SECRETARY GENERAL STOLTENBERG:  So Secretary Blinken, dear Tony, welcome.

SECRETARY BLINKEN:  Thank you.

SECRETARY GENERAL STOLTENBERG:  Welcome back to the NATO Headquarters.  And it’s great to receive you here on such an historic day for NATO.  Because the Washington Treaty, NATO’s founding act, was signed on the 4th of April, 1949, and today we are welcoming Finland as the 31st member of our Alliance.  And I can hardly think about any better way to mark our anniversary than having a new member come into our Alliance.

We will have the meeting with the foreign ministers today.  There’s many different and important issues.  Of course, Ukraine is up on the agenda.  We’ll meet with Minister Kuleba in the NATO-Ukraine council.  And thank you so much for the steadfast, strong support from the United States to Ukraine.  And we’ll discuss how to sustain and step up our support to Ukraine.

We’ll also meet with our Asia Pacific partners, and that reflects that security is not regional; security is global.  And in a world where Russia and China stand more and more closer together, it’s even more important that we stand together as NATO Allies, but also together with our partners in the Asia Pacific – Australia, New Zealand, Japan, and South Korea.

We will also address how to ensure that Allies are investing enough in defense, and we will start preparations for the summit in Vilnius, where I expect Allies to agree a more ambitious pledge, to regard 2 percent of GDP for defense not as a ceiling but a floor, a minimum, that we should all meet.

And then let me just end by saying that thank you once again, Tony, for your personal commitment, your leadership in this Alliance, for the transatlantic bond, and everything the U.S., the Biden administration, are doing every day to ensure that we all are safe and secure in NATO and as a transatlantic alliance.  So welcome.

SECRETARY BLINKEN:  Jens, thank you so much.  And I just want to say, as we would say: Right back at you.  We are so grateful for your leadership at a truly historic moment for our Alliance, for the transatlantic community, indeed for the global community that stands strongly for the basic principles of the UN Charter and that stands strongly for peace, stability, and security.
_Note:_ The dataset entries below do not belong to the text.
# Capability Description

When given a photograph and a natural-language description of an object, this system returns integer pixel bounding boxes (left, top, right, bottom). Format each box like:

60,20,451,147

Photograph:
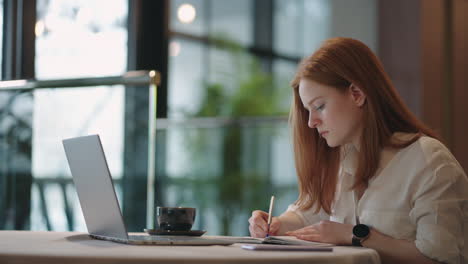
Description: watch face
353,224,370,238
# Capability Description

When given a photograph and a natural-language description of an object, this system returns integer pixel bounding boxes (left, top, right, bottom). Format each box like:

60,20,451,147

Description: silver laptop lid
63,135,128,240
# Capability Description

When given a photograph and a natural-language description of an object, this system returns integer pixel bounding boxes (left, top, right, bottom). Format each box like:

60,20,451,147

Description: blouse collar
340,132,418,176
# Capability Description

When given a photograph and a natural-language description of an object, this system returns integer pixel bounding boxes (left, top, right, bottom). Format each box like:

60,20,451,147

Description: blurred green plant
195,35,287,117
175,35,291,235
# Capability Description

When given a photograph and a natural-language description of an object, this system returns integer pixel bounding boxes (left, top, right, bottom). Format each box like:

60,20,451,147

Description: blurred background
0,0,466,236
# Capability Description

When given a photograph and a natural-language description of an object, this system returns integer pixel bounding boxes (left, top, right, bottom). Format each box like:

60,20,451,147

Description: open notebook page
211,235,334,247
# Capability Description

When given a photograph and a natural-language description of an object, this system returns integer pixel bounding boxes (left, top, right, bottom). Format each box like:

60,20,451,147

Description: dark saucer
144,229,206,236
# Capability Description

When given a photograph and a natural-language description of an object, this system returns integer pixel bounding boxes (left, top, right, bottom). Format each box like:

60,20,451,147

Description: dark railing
0,71,160,91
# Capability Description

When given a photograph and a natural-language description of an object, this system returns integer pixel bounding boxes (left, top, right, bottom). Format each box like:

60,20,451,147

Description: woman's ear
349,84,366,107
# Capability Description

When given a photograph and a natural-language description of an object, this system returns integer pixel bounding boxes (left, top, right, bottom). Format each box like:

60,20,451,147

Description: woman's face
298,78,365,148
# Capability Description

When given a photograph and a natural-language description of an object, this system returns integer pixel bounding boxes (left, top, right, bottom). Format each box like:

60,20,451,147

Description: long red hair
290,38,438,214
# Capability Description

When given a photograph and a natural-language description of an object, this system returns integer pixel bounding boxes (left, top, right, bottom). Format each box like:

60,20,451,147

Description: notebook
62,134,233,246
213,235,334,247
263,236,333,246
241,244,333,251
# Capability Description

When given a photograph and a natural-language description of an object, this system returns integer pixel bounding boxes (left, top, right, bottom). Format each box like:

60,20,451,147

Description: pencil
266,195,275,237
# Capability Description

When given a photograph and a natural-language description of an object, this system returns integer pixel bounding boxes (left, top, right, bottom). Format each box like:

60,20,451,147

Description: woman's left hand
285,220,354,245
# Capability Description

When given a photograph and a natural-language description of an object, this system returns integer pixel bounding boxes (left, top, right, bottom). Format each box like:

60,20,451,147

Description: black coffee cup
156,206,196,231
This is truly an historic day, because very shortly, as the Secretary General said, we will be welcoming Finland into the Alliance, to its seat at the table.  And I’m tempted to say this is maybe the one thing we can thank Mr. Putin for, because he, once again here, has precipitated something he claims to want to prevent – by Russia’s aggression, causing many countries to believe that they have to do more to look out for their own defense and to make sure that they could deter a possible Russian aggression going forward.  But I think we’ll be thrilled to have Finland as the 31st member of this Alliance, so this is an important day, on an important day already in NATO’s history.

And then as the Secretary General said, we have a lot of work to do today to prepare for the Vilnius Summit, with the leaders from our countries coming together.  That, too, will be a hugely important moment, both in continuing to reaffirm in both political and practical ways our support for Ukraine, to continue the work that we’ve been doing over previous summits to strengthen the defense and deterrence capacity of the Alliance itself, and as the Secretary General said, to continue to build out new partnerships between NATO and countries in other parts of the world, notably in the Asia Pacific, precisely for the reasons that the Secretary General said.
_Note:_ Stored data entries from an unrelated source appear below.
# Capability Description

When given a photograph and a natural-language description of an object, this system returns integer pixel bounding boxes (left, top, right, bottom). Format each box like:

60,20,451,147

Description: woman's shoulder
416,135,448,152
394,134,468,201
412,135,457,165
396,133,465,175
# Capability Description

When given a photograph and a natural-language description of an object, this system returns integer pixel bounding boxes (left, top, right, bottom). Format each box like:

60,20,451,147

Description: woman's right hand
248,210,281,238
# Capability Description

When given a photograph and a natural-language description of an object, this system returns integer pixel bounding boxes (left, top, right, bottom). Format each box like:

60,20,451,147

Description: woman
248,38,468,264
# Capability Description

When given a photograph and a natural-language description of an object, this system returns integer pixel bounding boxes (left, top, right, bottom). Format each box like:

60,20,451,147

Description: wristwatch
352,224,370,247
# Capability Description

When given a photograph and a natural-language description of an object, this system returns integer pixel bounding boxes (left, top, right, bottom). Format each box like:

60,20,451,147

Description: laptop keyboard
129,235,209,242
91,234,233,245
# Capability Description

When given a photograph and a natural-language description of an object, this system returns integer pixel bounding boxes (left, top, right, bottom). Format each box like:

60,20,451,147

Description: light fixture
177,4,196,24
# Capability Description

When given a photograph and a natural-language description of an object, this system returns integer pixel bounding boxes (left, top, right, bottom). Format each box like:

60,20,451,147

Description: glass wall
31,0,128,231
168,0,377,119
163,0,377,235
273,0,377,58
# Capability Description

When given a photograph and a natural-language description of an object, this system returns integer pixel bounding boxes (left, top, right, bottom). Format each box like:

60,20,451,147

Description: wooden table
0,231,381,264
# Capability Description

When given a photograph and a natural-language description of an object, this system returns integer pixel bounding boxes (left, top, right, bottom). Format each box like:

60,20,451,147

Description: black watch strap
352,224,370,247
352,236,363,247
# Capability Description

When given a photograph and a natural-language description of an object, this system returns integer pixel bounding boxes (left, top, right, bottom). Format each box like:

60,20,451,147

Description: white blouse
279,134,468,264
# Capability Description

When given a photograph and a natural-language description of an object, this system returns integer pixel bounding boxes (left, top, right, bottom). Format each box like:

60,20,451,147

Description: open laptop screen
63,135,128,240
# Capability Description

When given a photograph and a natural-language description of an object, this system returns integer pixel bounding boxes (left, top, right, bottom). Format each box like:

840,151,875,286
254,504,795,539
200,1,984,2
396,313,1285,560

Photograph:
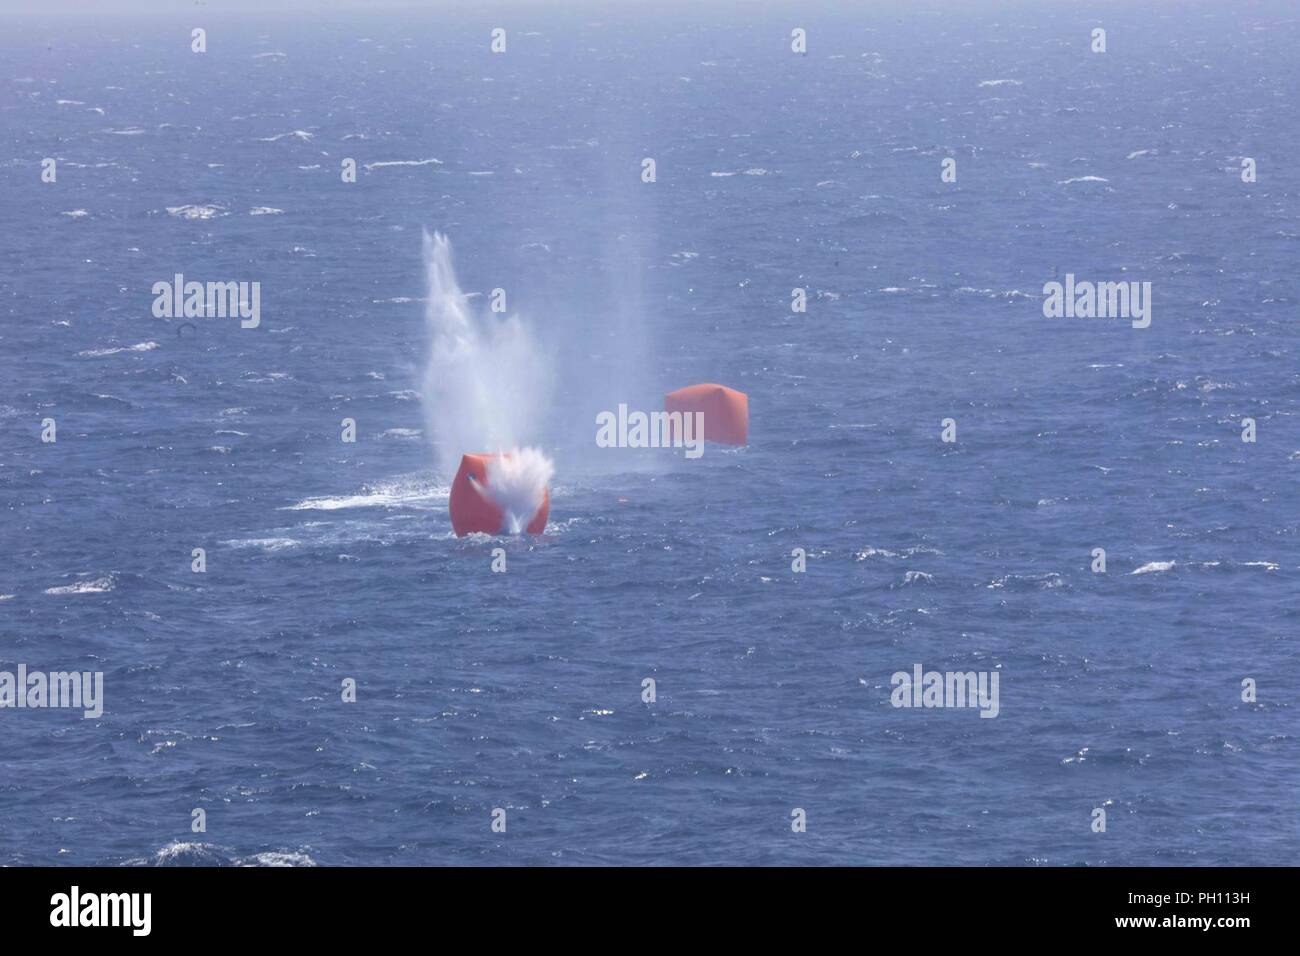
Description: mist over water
420,231,553,488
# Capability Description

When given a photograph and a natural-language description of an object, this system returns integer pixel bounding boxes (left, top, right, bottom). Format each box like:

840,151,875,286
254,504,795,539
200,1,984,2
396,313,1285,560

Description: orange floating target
449,452,550,537
664,383,749,446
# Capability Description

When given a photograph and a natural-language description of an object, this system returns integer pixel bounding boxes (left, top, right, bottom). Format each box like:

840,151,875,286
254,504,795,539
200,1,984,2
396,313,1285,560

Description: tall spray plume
421,231,554,526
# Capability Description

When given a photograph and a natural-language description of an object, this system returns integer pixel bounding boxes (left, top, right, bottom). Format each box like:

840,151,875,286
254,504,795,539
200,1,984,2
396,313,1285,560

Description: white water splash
420,231,554,482
486,448,555,532
44,574,115,595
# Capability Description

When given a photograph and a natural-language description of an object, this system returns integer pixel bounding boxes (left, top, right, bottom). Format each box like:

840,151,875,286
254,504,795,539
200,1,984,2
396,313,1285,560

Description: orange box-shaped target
664,383,749,445
449,453,550,537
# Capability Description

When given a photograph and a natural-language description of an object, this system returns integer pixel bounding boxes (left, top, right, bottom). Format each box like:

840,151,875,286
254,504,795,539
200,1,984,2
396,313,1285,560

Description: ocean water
1,1,1297,866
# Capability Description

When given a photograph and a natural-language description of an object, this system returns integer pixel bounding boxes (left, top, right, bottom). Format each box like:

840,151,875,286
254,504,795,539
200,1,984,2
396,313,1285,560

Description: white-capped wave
77,341,159,357
241,851,317,867
857,546,899,558
987,572,1063,590
166,204,228,220
222,537,302,551
130,841,316,867
257,130,314,142
45,574,115,595
856,544,943,560
363,158,443,171
1131,561,1175,575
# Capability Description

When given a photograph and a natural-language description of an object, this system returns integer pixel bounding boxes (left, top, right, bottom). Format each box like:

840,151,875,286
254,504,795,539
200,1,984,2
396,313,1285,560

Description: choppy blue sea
1,1,1297,866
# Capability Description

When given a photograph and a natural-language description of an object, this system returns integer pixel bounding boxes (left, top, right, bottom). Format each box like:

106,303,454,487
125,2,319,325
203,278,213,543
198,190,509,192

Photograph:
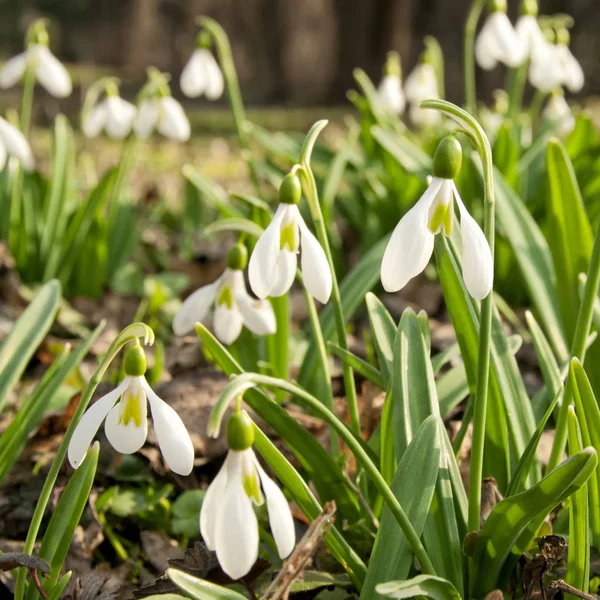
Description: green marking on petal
243,472,262,504
217,284,233,308
279,221,297,251
120,394,143,428
428,201,453,235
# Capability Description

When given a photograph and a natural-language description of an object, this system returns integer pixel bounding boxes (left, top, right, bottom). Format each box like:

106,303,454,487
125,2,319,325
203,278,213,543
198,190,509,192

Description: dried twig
260,502,336,600
547,580,598,600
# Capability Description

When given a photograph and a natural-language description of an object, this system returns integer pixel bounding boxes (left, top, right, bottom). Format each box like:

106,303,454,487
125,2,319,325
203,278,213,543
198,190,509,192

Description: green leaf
493,123,519,188
494,167,567,361
566,407,590,595
437,363,469,418
203,217,264,238
195,325,361,523
171,490,205,537
377,575,462,600
371,126,432,175
361,416,441,600
167,569,247,600
0,280,61,411
182,165,242,218
45,572,72,600
472,447,597,596
546,138,593,343
365,292,396,385
327,342,385,389
33,444,99,599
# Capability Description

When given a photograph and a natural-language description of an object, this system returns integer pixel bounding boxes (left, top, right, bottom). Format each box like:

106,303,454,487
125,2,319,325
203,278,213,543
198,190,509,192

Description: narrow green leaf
0,280,61,411
167,569,247,600
472,448,597,596
182,165,242,218
203,217,263,238
437,363,469,418
377,575,462,600
371,126,432,175
327,342,385,389
566,407,589,596
361,416,441,599
365,292,396,385
45,572,72,600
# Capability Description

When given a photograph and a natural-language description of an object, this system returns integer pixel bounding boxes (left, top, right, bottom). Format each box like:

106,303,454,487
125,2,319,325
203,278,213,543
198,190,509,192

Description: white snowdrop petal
200,453,230,550
180,49,208,98
404,64,438,103
0,117,34,171
173,280,219,336
255,460,295,559
34,46,72,97
143,379,195,475
105,96,136,139
529,49,562,93
215,477,259,579
296,212,332,303
0,142,7,170
475,18,500,70
157,96,190,141
204,51,224,100
134,100,159,139
380,178,442,292
0,52,28,88
104,381,148,455
249,204,288,298
213,303,244,345
563,47,584,93
236,292,277,336
493,13,526,67
82,102,108,138
453,184,494,299
269,251,297,297
67,377,131,469
378,75,405,115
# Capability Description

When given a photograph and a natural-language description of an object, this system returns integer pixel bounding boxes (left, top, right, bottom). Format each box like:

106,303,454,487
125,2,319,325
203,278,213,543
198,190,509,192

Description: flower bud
227,243,248,270
432,135,463,180
123,344,147,377
555,27,570,46
227,410,255,451
490,0,507,13
520,0,538,17
195,30,212,50
279,172,302,205
384,51,402,78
The challenges that we’re facing are global in nature, and what we’ve seen over the last couple of years is greater convergence than I’ve seen in my own experience, doing this for 30 years, between the United States and Europe, between the United States and Asian partners, and amongst all of us in how to effectively meet the challenges of our times.

So the work could not be more timely, could not be more important.  And as always, it’s great to be here at NATO.  Thank you.

SECRETARY GENERAL STOLTENBERG:  Thank you.